The benchmark palm oil contract for April delivery on the Bursa Malaysia Derivatives Exchange slid 39 ringgit, or 0.98 percent, to 3,934 ringgit ($908.75) a tonne by the end of trading on Friday, down for a second consecutive day.
The benchmark climbed 2.07% this week, its third weekly rise in four.
“The exports are showing signs of recovery and with Indonesia increasing their taxes and levies, customers could actually turn their attention towards Malaysian cargoes,” said Paramalingam Supramaniam, director at Selangor-based brokerage Pelindung Bestari.
The world’s top palm oil exporter Indonesia plans to set the crude palm oil reference price for Feb. 16-28 higher at $880.03 per tonne, making it less competitive to smaller rival Malaysia.

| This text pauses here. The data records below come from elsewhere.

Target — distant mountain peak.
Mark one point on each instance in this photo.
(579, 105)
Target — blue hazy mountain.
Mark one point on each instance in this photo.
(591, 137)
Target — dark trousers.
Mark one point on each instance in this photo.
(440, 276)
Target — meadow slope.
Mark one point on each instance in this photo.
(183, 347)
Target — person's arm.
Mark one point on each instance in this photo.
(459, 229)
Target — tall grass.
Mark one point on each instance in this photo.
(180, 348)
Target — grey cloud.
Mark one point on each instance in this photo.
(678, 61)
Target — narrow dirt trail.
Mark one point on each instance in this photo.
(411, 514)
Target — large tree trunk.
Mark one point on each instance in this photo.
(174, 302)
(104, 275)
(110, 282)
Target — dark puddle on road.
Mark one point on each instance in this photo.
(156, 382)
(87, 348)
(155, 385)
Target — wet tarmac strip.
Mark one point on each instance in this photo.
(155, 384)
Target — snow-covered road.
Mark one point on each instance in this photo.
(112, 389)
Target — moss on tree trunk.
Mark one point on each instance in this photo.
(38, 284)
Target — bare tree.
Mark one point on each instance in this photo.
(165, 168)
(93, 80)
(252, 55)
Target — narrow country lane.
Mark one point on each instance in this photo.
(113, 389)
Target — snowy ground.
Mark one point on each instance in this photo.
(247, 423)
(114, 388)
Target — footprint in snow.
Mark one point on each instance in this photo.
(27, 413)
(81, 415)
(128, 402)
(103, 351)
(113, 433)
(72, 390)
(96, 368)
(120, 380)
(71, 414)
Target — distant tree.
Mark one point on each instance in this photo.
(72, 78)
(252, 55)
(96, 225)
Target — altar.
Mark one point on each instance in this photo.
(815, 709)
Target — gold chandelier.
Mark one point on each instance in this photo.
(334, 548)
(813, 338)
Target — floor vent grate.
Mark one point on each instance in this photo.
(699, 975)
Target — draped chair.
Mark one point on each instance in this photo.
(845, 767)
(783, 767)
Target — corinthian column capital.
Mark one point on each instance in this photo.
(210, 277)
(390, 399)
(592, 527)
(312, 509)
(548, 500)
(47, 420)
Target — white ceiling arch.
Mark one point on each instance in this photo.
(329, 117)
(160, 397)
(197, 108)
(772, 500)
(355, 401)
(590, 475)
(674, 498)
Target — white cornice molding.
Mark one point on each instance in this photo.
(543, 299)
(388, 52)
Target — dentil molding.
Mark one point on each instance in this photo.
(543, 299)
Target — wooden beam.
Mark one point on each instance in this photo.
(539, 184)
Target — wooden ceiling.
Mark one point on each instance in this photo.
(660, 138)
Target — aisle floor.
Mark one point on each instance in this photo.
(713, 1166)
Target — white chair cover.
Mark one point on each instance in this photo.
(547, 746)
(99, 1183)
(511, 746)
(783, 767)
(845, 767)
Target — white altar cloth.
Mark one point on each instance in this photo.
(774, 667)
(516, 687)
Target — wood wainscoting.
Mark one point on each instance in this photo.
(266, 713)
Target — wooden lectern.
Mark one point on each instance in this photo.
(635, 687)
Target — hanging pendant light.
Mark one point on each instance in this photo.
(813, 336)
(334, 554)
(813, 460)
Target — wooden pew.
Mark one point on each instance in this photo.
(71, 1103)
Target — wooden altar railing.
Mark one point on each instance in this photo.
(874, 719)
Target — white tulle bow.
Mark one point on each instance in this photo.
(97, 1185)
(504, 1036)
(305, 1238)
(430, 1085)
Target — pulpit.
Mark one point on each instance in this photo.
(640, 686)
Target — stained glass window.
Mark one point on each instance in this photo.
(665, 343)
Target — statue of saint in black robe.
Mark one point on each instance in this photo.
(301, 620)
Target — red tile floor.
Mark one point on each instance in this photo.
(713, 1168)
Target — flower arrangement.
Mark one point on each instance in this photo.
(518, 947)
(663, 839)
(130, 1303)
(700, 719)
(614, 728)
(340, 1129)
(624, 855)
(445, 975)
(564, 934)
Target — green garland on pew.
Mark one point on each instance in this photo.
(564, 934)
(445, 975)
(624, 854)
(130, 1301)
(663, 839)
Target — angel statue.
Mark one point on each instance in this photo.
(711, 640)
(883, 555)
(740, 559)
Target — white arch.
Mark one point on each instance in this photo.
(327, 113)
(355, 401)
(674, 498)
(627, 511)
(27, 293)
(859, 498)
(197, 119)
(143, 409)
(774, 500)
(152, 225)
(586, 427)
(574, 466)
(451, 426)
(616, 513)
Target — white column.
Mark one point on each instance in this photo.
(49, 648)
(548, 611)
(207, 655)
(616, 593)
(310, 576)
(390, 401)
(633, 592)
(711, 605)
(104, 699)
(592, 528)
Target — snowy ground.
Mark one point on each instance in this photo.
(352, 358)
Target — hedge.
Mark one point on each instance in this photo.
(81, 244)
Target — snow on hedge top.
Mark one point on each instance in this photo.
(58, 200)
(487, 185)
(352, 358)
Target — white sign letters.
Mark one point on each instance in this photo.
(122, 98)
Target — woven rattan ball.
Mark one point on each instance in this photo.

Exports from Malaysia during Feb. 1-10 rose 32.51% from the same period in January, independent inspection company AmSpec Agri Malaysia said on Friday.
“Malaysian palm oil exports rose during the first 10 days of February thanks to lower prices and renewed purchases from India after the confirmation of the extension of refined palm oil import allowances under the free category,” said Anilkumar Bagani, research head of Mumbai-based vegetable oils broker Sunvin Group.
Malaysia’s palm oil inventories at end-January rose for the first time in three months, up 3.27% from the month before to 2.27 million tonnes, according to Malaysia Palm Oil Board (MPOB) data.
The rise was due to a surge in imports that helped offset a 14.73% slump in production and a near 23% drop in exports, MPOB data showed.
In related oils, Dalian’s most-active soyoil contract fell 1.83%, while its palm oil contract gave up 2.24%. Soyoil prices on the Chicago Board of Trade gained 0.64 percent.
Palm oil is affected by price movements in related oils as they compete for a share in the global vegetable oils market.